Chapter 5 Research
5.1 Lab Meeting
We will be holding weekly lab meetings, and all full-time lab members are expected to attend. Part-time members are welcome to join as well. These meetings will serve as a platform for research presentations, where lab members will share updates on their ongoing projects, as well as for journal clubs to discuss recent publications relevant to our work. This is an opportunity to stay aligned as a team, foster collaboration, and gain valuable feedback on research progress. Please come prepared to engage and contribute to the discussions.I’ll come prepared too—with pizza or snacks, depending on the time!
I will send out the lab meeting schedule at the beginning of each semester. If an adjustment is needed to accommodate your schedule (e.g., travel, vacation), I appreciate at least two weeks’ notice—unless it’s an emergency.
5.2 Individual Meeting
At the beginning of each semester, I will set a schedule to meet with each full-time lab member for one hour a week. If we do not have anything to discuss in a given week, that’s fine—we can just say hi or cancel it. Before each meeting, update your meeting agenda in OneNote; this will also be a place where we document next steps. I am also happy to have additional project-focused meetings as needed—just ask or send me a calendar invitation.
5.3 Scheduling
In general for quick chats feel free to come knock on my door so we can discuss experiments, troubleshooting, ordering, etc. For all scheduling of meetings, individual leave, or other events that require advanced notice or planning, please send me a calendar invite to make sure that we both know the timing and expectations for these events. This includes for collaboration meetings, time off, general exams, committee meetings, etc.
5.4 Data
5.4.1 Scripts and Code
All scripts and code used for lab projects (including programs, websites, tools, data analysis work) should be deposited or version controlled in lab storage/servers. This includes depositing repositories in the lab GitHub.
5.4.2 Raw Data
Raw data will be backed up in at least two places to ensure it can be accessed when needed. This is especially important for published data, as someone may request these files years later.
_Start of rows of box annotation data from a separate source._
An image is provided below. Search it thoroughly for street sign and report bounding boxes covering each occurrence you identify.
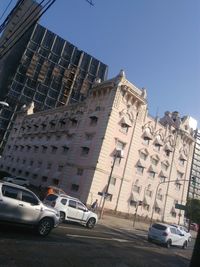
[175,203,186,210]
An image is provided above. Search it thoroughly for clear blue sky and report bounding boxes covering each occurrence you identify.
[0,0,200,122]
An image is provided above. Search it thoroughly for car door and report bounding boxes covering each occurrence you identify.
[66,199,77,221]
[18,190,42,224]
[175,229,186,246]
[0,185,20,222]
[77,202,88,222]
[170,227,179,246]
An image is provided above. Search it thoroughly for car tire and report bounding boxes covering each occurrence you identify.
[182,241,188,249]
[37,218,53,237]
[60,211,65,223]
[86,218,96,229]
[166,239,172,248]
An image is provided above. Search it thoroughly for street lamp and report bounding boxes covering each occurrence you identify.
[150,179,189,225]
[99,149,123,219]
[0,101,9,107]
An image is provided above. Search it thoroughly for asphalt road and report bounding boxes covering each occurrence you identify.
[0,224,194,267]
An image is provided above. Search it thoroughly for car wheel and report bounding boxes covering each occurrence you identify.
[87,218,96,229]
[166,239,172,248]
[37,218,53,236]
[182,241,187,249]
[60,211,65,223]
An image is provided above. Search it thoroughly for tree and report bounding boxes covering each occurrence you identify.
[186,199,200,224]
[186,199,200,267]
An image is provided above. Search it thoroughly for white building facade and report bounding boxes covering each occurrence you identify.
[0,71,194,223]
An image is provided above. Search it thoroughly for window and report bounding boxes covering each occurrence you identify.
[149,171,156,178]
[120,122,130,133]
[110,177,117,185]
[22,190,39,205]
[53,179,59,185]
[81,147,90,156]
[58,165,64,172]
[63,146,69,154]
[2,185,19,199]
[51,146,58,154]
[76,168,83,176]
[160,176,166,183]
[60,198,67,205]
[161,162,169,171]
[42,176,48,182]
[137,166,144,174]
[42,145,47,153]
[71,184,79,192]
[140,151,147,160]
[165,150,171,157]
[116,140,126,151]
[151,158,158,166]
[154,143,161,151]
[47,162,52,170]
[77,202,87,211]
[90,116,98,126]
[68,199,76,209]
[179,159,185,166]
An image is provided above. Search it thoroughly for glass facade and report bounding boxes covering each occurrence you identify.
[0,24,108,151]
[188,130,200,199]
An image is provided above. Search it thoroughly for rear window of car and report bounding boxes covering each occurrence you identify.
[152,223,167,230]
[46,194,58,201]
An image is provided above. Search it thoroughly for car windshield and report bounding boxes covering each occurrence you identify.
[152,223,167,230]
[0,0,200,267]
[45,194,58,201]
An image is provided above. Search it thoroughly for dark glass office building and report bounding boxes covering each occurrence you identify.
[0,24,108,151]
[188,130,200,199]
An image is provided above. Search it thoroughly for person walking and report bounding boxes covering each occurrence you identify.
[91,199,98,211]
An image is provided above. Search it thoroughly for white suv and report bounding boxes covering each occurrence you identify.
[148,223,188,249]
[44,194,98,229]
[3,177,29,186]
[0,181,60,236]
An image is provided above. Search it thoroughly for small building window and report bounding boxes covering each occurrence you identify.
[90,116,98,126]
[81,147,90,156]
[42,176,48,182]
[52,179,59,185]
[71,184,79,192]
[137,166,144,174]
[76,168,83,176]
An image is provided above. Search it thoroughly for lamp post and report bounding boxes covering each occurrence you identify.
[99,150,123,219]
[150,179,189,225]
[0,101,9,107]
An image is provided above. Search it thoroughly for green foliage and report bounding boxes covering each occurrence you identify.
[186,199,200,224]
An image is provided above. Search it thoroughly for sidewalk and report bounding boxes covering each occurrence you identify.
[98,214,149,231]
[98,214,197,238]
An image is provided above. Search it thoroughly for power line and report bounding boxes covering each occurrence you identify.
[0,0,13,20]
[0,0,56,59]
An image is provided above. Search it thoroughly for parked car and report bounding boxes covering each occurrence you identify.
[0,182,60,236]
[148,223,188,249]
[190,223,199,232]
[44,194,98,229]
[172,224,192,242]
[3,177,29,186]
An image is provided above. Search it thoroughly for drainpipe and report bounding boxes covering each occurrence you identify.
[115,111,139,212]
[162,129,178,222]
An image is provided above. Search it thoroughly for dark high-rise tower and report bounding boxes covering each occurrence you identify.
[0,2,107,153]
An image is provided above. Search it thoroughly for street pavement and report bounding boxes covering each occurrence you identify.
[0,218,194,267]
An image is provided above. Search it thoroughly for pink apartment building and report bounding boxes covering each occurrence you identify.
[0,71,194,223]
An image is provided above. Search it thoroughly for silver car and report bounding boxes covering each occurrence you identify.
[0,181,60,236]
[148,223,188,249]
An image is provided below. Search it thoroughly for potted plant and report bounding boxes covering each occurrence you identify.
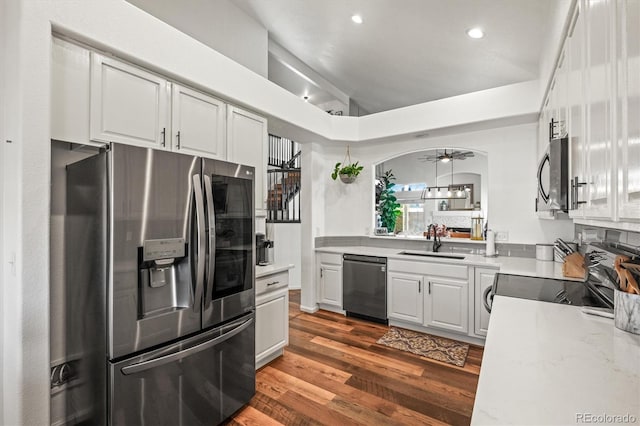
[331,146,364,183]
[331,161,364,183]
[376,170,402,232]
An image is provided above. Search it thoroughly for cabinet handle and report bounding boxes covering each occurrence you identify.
[571,176,587,210]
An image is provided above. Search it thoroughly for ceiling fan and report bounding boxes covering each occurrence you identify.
[418,149,474,163]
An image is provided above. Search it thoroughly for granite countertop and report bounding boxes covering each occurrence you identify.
[316,246,584,281]
[471,296,640,425]
[256,263,295,278]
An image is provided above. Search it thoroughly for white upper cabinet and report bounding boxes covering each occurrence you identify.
[171,83,227,159]
[566,3,586,217]
[584,0,614,219]
[51,38,91,143]
[227,106,268,216]
[91,52,171,149]
[616,0,640,221]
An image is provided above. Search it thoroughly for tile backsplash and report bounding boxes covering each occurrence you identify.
[575,225,640,248]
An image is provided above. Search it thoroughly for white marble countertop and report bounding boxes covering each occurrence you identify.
[471,296,640,425]
[316,246,582,281]
[256,263,295,278]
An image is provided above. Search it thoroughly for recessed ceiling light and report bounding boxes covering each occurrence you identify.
[467,28,484,38]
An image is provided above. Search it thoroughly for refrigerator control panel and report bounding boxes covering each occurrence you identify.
[142,238,185,262]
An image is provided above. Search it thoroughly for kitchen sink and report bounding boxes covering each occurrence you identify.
[398,251,464,260]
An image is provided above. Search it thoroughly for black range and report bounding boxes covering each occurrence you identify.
[485,273,613,308]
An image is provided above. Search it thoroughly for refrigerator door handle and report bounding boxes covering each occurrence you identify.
[120,318,253,376]
[204,175,216,308]
[193,174,206,312]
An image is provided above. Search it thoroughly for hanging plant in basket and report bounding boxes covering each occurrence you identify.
[331,146,364,183]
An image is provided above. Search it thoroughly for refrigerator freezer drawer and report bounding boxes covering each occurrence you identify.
[109,313,255,426]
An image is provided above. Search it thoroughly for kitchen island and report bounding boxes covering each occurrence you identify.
[471,296,640,425]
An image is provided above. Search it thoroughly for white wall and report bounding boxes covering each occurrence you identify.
[319,124,573,244]
[0,0,26,425]
[300,143,328,312]
[0,2,8,418]
[267,223,302,289]
[127,0,268,78]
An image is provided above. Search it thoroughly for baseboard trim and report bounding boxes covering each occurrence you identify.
[300,305,318,314]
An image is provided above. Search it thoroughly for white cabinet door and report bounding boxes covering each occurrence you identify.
[616,0,640,222]
[567,2,587,217]
[585,0,613,219]
[171,83,227,160]
[318,264,342,309]
[474,268,498,336]
[227,106,268,216]
[91,52,171,149]
[424,277,469,333]
[256,289,289,366]
[51,38,91,143]
[387,272,424,324]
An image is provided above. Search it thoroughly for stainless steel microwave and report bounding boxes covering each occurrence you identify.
[536,138,570,212]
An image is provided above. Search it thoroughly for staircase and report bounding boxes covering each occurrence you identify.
[267,135,301,223]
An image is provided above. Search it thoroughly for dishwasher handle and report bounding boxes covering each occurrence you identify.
[342,254,387,265]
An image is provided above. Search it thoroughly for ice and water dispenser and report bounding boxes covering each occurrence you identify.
[138,238,192,318]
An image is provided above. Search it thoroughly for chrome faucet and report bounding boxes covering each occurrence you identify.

For published data, they should also be uploaded to public repository such as PRIDE and MassIVE. Unpublished data should be similarly managed to ensure that we do not need to revisit the same basic work again. If you are unsure or where to store your data contact Qing!
5.5 Lab Storage
Data can be stored in the following places:
- Lab server
- Store: Raw data, search results, basic analysis.
- Lab GitHub
- Store: All code/scripts.
- OneDrive
- Store: Raw data, data analysis, programs, general utilities, presentations, lab meeting information, protocols, collaboration data.
- DropBox/Google Drive
- Store: Personal project information, presentations, figures, pre-print manuscripts, proofs, collaboration data.
5.6 Reproducible Research
I expect that all of our research will be, at minimum, reproducible (when possible, we will also test for replicability). Conducting reproducible requires that you are organized and possess sufficient foresight to document each step of your research process. There are two main things you can do to improve the reproducibility of your research: 1) extensive note-taking (i.e., as much as you can manage) and 2) programming workflows with version control.
Programming workflows help with reproducibility because they take some of the human element out, and in an ideal scenario, you are left with a script or series of scripts that takes data from raw form to final product. Programming alone is not enough, though, because people can easily forget which script changes they made and when. Therefore, all projects that involve programming of any kind must use some form of version control. I strongly recommend git in combination with GitHub, unless you have a pre-existing workflow.
5.7 Notebook
It is critical to maintain a good lab notebook, both for your own research and for cases where others need to reproduce your experiments. You are welcome to use any type of notebook (e.g., physical, electronic). In addition, I will create a shared notebook on OneNote for each of you. I expect you to update key experiments/results there so I can stay up to date on your progress.
For those who are interested in electronic notebook, LabArchives is free—hopefully eternally—to UMass Chan researchers.
5.9 Old projects
For projects that required significant lab resources (e.g., hundreds of animal/clinical samples): Project “ownership” expires 1 year after data collection has ended (or whenever the original primary lead relinquishes their rights to the study, whichever comes first). At that point, I reserve the right to re-assign the project (or not) as needed to expedite publication. This policy is intended to avoid situations in which a dataset languishes for a long period of time, while still giving publication priority to the original primary lead.